As the BCCI vs Lodha standoff continues, former cricketers continue to voice their concerns over one of the sticking points of the suggested reforms by the committee -- the 'One State One Vote' policy.
So what is the One State One Vote policy?
The reform, one of the many that the BCCI has refused to implement despite the Supreme Court asking the board to do so, requires that states which have multiple associations like Maharashtra (Maharashtra, Mumbai and Vidarbha) and Gujarat (Gujarat, Saurashtra and Vadodara) will be reduced to one permanent membership in the BCCI. So where there six votes shared by these two states, the Lodha panel suggested two votes. The associations were to be given full membership status on a rotational basis. The different Ranji teams will continue to exist but only one of them would have policy-making influence in BCCI.
Why is there opposition to 'One State One Vote'?
Former cricketers strongly believe it will destroy the legacy of teams which have historically contributed tremendously to Indian cricket.
Speaking to ScoopWhoop on Wednesday, Praveen Amre, former Test cricketer and member of the managing committee of MCA (Mumbai Cricket Association), expressed his concerns over implementing the reform.
"While it is great that the Lodha committee wants to involve smaller states more in running cricket, it cannot come at the cost of teams that have contributed immensely to Indian cricket. Mumbai, for instance, has provided so many Test cricketers to the nation. Last year, the Mumbai team won the Ranji Trophy, reached the finals of many age-group tournaments. It's not fair for a team with such history to be ignored -- even if it is on a rotational basis," Amre told ScoopWhoop.
It is not just Amre, former India greats like Kapil Dev, Sunil Gavaskar and Ravi Shastri issued similar concerns over the policy in recent days. "I could not understand that Maharashtra can have only one vote. How can a place like Mumbai, which has done so much for cricket, vote only after three years?" World Cup winning captain, Kapil had said.
Amre echoes that sentiment.
"We are not against any state getting full membership with the BCCI. The whole idea of the Lodha committee reforms is to take Indian cricket to the next level and I appreciate that. But these extreme rules should not be at the cost of associations who have done so much for Indian cricket. The one-vote policy will mean that the players will start to migrate from, say Mumbai to Maharashtra, every few years and there will be no stability."
Is there a solution?
Amre is in full agreement with the fact that non-traditional cricketing centers need to be involved more but the solution has to be a middle ground to keep associations like Mumbai, Saurashtra to continue being a part of the policy-making structure. "Extremely conservative rules will hurt Indian cricket, you do not want inexperienced people running the show," he says.
On Thursday, the Supreme Court of India will listen to BCCI's response to Lodha committee's status report, which criticised the board for failing to meet the deadline to implement the reforms.

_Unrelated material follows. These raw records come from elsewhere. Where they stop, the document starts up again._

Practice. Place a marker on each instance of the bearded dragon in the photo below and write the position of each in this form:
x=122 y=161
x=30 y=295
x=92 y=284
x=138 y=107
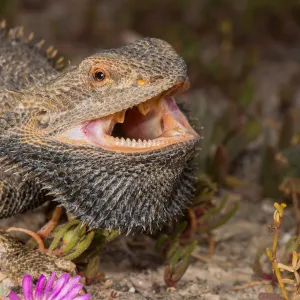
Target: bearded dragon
x=104 y=139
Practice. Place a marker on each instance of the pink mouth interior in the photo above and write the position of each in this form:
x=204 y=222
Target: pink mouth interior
x=161 y=124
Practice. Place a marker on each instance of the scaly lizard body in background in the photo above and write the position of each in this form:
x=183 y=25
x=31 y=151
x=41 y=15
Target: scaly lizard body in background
x=104 y=139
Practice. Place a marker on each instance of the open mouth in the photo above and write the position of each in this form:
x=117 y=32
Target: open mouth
x=151 y=125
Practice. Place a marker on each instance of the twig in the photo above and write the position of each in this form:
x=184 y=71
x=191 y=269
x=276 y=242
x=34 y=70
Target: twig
x=33 y=235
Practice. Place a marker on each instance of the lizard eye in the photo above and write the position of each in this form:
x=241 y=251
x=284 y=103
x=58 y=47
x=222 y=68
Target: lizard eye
x=99 y=75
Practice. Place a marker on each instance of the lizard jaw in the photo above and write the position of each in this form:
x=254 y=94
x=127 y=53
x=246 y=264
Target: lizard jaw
x=154 y=124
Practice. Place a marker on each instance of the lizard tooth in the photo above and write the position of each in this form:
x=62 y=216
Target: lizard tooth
x=123 y=142
x=140 y=143
x=120 y=116
x=128 y=142
x=133 y=143
x=144 y=108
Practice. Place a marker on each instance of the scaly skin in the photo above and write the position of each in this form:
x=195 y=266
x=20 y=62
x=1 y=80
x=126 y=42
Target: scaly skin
x=133 y=192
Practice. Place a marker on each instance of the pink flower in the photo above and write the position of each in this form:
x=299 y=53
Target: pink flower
x=64 y=288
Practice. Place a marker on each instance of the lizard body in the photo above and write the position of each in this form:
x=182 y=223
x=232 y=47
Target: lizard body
x=105 y=139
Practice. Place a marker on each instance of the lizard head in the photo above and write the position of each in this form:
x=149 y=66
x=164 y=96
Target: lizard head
x=108 y=139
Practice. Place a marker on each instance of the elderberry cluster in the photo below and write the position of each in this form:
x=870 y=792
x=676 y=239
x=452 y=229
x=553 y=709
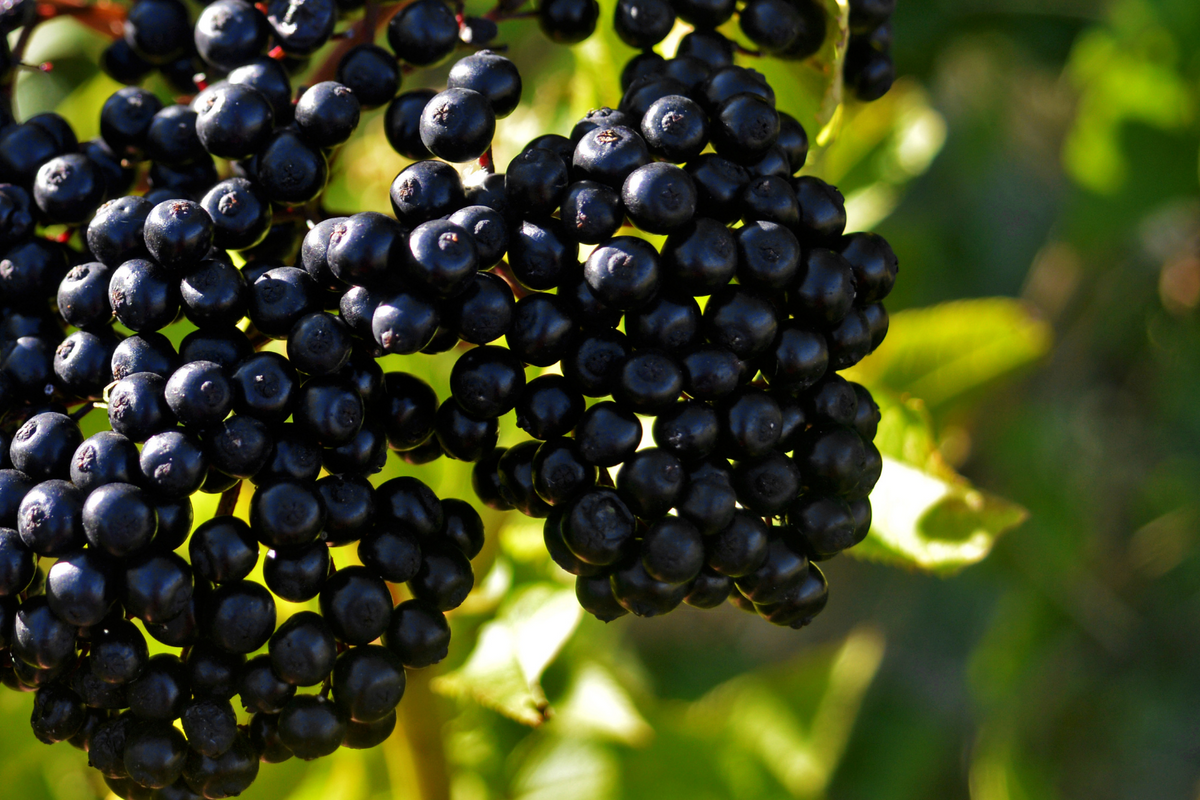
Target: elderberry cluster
x=763 y=458
x=869 y=67
x=231 y=40
x=717 y=301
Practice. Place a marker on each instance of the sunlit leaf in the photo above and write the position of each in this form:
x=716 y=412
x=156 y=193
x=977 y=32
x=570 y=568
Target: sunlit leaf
x=597 y=705
x=1121 y=82
x=513 y=650
x=772 y=733
x=811 y=90
x=565 y=768
x=924 y=515
x=945 y=352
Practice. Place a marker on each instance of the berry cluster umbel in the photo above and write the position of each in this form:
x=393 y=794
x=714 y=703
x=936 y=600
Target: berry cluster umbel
x=726 y=341
x=869 y=67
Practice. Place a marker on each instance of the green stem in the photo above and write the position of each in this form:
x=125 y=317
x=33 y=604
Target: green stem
x=421 y=721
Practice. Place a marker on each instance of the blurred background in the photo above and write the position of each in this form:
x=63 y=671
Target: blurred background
x=1036 y=170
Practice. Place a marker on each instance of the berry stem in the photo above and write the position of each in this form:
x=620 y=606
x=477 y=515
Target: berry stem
x=364 y=32
x=82 y=411
x=421 y=721
x=228 y=500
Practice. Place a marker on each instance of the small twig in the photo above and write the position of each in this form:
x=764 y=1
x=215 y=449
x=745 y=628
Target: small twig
x=83 y=410
x=228 y=501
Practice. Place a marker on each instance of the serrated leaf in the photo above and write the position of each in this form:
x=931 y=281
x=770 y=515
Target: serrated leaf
x=565 y=768
x=504 y=669
x=924 y=515
x=777 y=732
x=598 y=705
x=946 y=352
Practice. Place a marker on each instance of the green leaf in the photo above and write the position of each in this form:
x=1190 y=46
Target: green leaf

The standoff between Lodha panel and BCCI, which Amre termed as a series of misunderstandings, reached new highs over the last few days. Missed deadlines, rumours of frozen bank accounts and potential cancelation of the New Zealand series, emails and press conferences -- it has been a whirlwind few weeks for BCCI and the SC-appointed committee.
The latest SC hearing will be in response to the Lodha panel's request that the board's top officials - the president, secretary, joint secretary and treasurer - be "superseded" with "immediate effect" and replaced by a panel of administrators.
Who will blink first? Only time will tell.